Recently, CamScanner app was found with Malware that affected several users. It was subsequently removed from Google Play Store. On similar lines, now, Quick Heal Security Labs have spotted multiple fake Anti Virus applications on Google Play Store and following the report from Quick Heal, Google has removed the fake Anti Virus apps from the Play Store.
According to the report from Quick Heal, these apps appear to be genuine Anti-virus/virus-removal Apps with names like Virus Cleaner, Antivirus security, etc. but in reality, they do not have any such functionality. The fake Anti Virus applications have been downloaded 100000+ times already by users.
The findings reveal that the main purpose of these apps is to show advertisements and increase the download count and they do not have any AV engines or scan capabilities except a predefined list of apps(which appears to be static) marked as malicious or clean. The report also reveals that these apps contain predefined package lists, like whiteList.json with few whitelist package names, blackListPackages.json with few blacklist package names and blackListActivities.json with a list of blacklisted activities.

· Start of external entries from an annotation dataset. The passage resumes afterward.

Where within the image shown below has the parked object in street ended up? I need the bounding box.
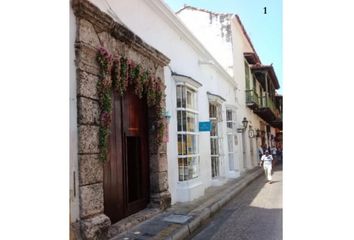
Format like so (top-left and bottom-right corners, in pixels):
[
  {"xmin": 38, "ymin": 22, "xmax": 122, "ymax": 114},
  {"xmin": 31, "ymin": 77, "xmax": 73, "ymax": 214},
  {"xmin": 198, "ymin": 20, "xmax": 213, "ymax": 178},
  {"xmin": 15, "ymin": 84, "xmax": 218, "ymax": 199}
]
[{"xmin": 261, "ymin": 150, "xmax": 273, "ymax": 184}]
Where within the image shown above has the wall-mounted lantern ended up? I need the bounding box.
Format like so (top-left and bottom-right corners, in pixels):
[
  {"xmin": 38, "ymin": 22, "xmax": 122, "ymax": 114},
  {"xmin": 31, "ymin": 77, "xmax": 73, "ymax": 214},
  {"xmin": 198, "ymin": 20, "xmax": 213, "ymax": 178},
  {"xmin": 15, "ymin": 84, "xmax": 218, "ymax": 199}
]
[
  {"xmin": 242, "ymin": 117, "xmax": 248, "ymax": 129},
  {"xmin": 256, "ymin": 128, "xmax": 261, "ymax": 138}
]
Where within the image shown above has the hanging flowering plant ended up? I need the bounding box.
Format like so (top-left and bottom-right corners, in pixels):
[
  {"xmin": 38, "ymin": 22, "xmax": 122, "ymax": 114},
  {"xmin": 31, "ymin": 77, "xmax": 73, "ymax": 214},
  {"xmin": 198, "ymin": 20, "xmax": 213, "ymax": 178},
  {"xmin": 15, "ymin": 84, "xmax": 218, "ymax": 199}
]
[{"xmin": 96, "ymin": 47, "xmax": 165, "ymax": 162}]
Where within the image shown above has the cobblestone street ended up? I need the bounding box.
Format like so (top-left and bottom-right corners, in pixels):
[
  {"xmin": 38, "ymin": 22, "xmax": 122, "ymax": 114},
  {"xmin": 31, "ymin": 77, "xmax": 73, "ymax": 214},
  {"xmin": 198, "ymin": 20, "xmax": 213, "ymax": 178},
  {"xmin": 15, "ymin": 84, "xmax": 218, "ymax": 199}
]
[{"xmin": 191, "ymin": 166, "xmax": 283, "ymax": 240}]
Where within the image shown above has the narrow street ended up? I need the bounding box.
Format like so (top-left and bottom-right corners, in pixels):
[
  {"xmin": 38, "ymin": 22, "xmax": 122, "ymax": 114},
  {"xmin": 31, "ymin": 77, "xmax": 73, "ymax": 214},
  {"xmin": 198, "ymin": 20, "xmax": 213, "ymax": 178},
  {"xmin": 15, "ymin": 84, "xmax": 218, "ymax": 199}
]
[{"xmin": 191, "ymin": 166, "xmax": 283, "ymax": 240}]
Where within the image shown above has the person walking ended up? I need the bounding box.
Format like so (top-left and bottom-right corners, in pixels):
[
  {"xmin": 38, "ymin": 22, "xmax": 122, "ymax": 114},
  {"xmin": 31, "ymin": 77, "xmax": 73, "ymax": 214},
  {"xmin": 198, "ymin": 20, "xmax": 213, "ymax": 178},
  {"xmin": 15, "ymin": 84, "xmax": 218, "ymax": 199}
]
[
  {"xmin": 258, "ymin": 145, "xmax": 263, "ymax": 163},
  {"xmin": 270, "ymin": 145, "xmax": 279, "ymax": 166},
  {"xmin": 260, "ymin": 150, "xmax": 273, "ymax": 184}
]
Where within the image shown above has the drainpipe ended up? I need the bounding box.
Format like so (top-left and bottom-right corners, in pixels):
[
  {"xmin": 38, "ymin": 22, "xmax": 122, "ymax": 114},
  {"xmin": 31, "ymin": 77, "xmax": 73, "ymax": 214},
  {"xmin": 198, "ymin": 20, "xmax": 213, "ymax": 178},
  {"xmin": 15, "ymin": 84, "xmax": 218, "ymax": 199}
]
[{"xmin": 264, "ymin": 71, "xmax": 269, "ymax": 106}]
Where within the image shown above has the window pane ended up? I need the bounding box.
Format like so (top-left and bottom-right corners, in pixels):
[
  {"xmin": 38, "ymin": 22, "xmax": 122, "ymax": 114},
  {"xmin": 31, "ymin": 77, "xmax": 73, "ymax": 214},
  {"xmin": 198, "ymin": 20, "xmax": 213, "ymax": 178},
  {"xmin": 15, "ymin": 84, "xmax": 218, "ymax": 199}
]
[
  {"xmin": 188, "ymin": 157, "xmax": 198, "ymax": 178},
  {"xmin": 209, "ymin": 103, "xmax": 216, "ymax": 118},
  {"xmin": 187, "ymin": 134, "xmax": 197, "ymax": 154},
  {"xmin": 178, "ymin": 134, "xmax": 184, "ymax": 155},
  {"xmin": 187, "ymin": 112, "xmax": 196, "ymax": 132},
  {"xmin": 176, "ymin": 86, "xmax": 182, "ymax": 107},
  {"xmin": 226, "ymin": 110, "xmax": 232, "ymax": 121},
  {"xmin": 182, "ymin": 134, "xmax": 187, "ymax": 155},
  {"xmin": 186, "ymin": 90, "xmax": 194, "ymax": 108},
  {"xmin": 227, "ymin": 134, "xmax": 234, "ymax": 152},
  {"xmin": 177, "ymin": 111, "xmax": 182, "ymax": 132},
  {"xmin": 211, "ymin": 157, "xmax": 219, "ymax": 177},
  {"xmin": 210, "ymin": 138, "xmax": 219, "ymax": 155},
  {"xmin": 210, "ymin": 120, "xmax": 218, "ymax": 136},
  {"xmin": 182, "ymin": 86, "xmax": 186, "ymax": 108},
  {"xmin": 182, "ymin": 111, "xmax": 187, "ymax": 131},
  {"xmin": 229, "ymin": 153, "xmax": 235, "ymax": 170},
  {"xmin": 178, "ymin": 158, "xmax": 187, "ymax": 181},
  {"xmin": 226, "ymin": 122, "xmax": 232, "ymax": 131}
]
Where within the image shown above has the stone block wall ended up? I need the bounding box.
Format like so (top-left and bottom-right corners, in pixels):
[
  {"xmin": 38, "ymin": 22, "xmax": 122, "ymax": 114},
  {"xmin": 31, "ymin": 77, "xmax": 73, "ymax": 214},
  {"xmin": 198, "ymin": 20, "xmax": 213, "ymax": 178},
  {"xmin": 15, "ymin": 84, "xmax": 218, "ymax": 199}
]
[{"xmin": 72, "ymin": 0, "xmax": 171, "ymax": 239}]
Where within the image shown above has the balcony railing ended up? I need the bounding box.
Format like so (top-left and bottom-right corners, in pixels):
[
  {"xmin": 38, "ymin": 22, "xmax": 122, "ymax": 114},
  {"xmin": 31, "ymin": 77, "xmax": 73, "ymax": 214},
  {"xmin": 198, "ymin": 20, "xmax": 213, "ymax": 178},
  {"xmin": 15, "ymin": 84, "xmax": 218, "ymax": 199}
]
[
  {"xmin": 246, "ymin": 89, "xmax": 259, "ymax": 106},
  {"xmin": 260, "ymin": 96, "xmax": 277, "ymax": 115}
]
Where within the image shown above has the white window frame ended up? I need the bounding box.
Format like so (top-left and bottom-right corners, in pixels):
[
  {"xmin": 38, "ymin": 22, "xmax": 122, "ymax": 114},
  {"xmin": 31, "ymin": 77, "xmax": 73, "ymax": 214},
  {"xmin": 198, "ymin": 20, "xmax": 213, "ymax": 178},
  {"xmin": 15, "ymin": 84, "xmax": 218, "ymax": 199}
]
[{"xmin": 176, "ymin": 81, "xmax": 200, "ymax": 182}]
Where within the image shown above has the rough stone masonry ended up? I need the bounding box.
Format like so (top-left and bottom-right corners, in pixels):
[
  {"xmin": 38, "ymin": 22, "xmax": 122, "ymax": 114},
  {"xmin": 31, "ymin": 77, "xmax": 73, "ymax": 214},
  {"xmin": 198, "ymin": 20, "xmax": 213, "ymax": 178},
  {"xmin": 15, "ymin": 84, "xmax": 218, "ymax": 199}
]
[{"xmin": 71, "ymin": 0, "xmax": 171, "ymax": 239}]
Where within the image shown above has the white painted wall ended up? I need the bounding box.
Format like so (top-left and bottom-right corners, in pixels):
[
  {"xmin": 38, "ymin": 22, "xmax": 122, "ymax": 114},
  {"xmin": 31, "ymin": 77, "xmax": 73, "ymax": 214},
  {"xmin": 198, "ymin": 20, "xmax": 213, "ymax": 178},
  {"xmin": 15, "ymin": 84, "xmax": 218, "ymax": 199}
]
[
  {"xmin": 90, "ymin": 0, "xmax": 240, "ymax": 204},
  {"xmin": 178, "ymin": 9, "xmax": 233, "ymax": 76},
  {"xmin": 178, "ymin": 11, "xmax": 268, "ymax": 171},
  {"xmin": 69, "ymin": 8, "xmax": 80, "ymax": 222}
]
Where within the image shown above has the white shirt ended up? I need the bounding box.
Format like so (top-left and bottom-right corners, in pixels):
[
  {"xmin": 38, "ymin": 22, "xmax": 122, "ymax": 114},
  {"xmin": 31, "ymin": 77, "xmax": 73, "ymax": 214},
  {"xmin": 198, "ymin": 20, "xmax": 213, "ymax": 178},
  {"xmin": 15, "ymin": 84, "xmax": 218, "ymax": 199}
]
[{"xmin": 261, "ymin": 154, "xmax": 273, "ymax": 162}]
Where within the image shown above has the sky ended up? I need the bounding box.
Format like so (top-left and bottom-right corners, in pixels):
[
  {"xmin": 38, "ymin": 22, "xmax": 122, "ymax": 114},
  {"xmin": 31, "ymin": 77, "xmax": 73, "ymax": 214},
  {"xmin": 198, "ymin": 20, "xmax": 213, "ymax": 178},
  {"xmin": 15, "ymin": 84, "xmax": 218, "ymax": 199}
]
[{"xmin": 165, "ymin": 0, "xmax": 283, "ymax": 94}]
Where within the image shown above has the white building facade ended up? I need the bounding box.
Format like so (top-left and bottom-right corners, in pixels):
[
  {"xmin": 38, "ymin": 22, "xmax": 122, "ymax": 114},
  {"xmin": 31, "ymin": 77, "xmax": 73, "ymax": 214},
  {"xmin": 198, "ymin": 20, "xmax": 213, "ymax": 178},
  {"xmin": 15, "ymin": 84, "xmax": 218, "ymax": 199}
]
[
  {"xmin": 70, "ymin": 0, "xmax": 280, "ymax": 238},
  {"xmin": 177, "ymin": 6, "xmax": 280, "ymax": 168}
]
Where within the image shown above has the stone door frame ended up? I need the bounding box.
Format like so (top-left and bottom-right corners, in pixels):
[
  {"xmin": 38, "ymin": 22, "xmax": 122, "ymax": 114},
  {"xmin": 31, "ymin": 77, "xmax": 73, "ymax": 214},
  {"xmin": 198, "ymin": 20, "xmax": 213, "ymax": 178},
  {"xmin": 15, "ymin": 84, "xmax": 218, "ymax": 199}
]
[{"xmin": 72, "ymin": 0, "xmax": 171, "ymax": 239}]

It also contains a list of predefined permissions and uses it to show risks associated with other apps. It checks installed package names against the pre-defined static Whitelists and this is the reason why it detects itself as High-Risk Application because its own package name is not present in whitelist.json.
If you have any of these apps already installed, it is advisable to uninstall immediately and check thoroughly before downloading any application.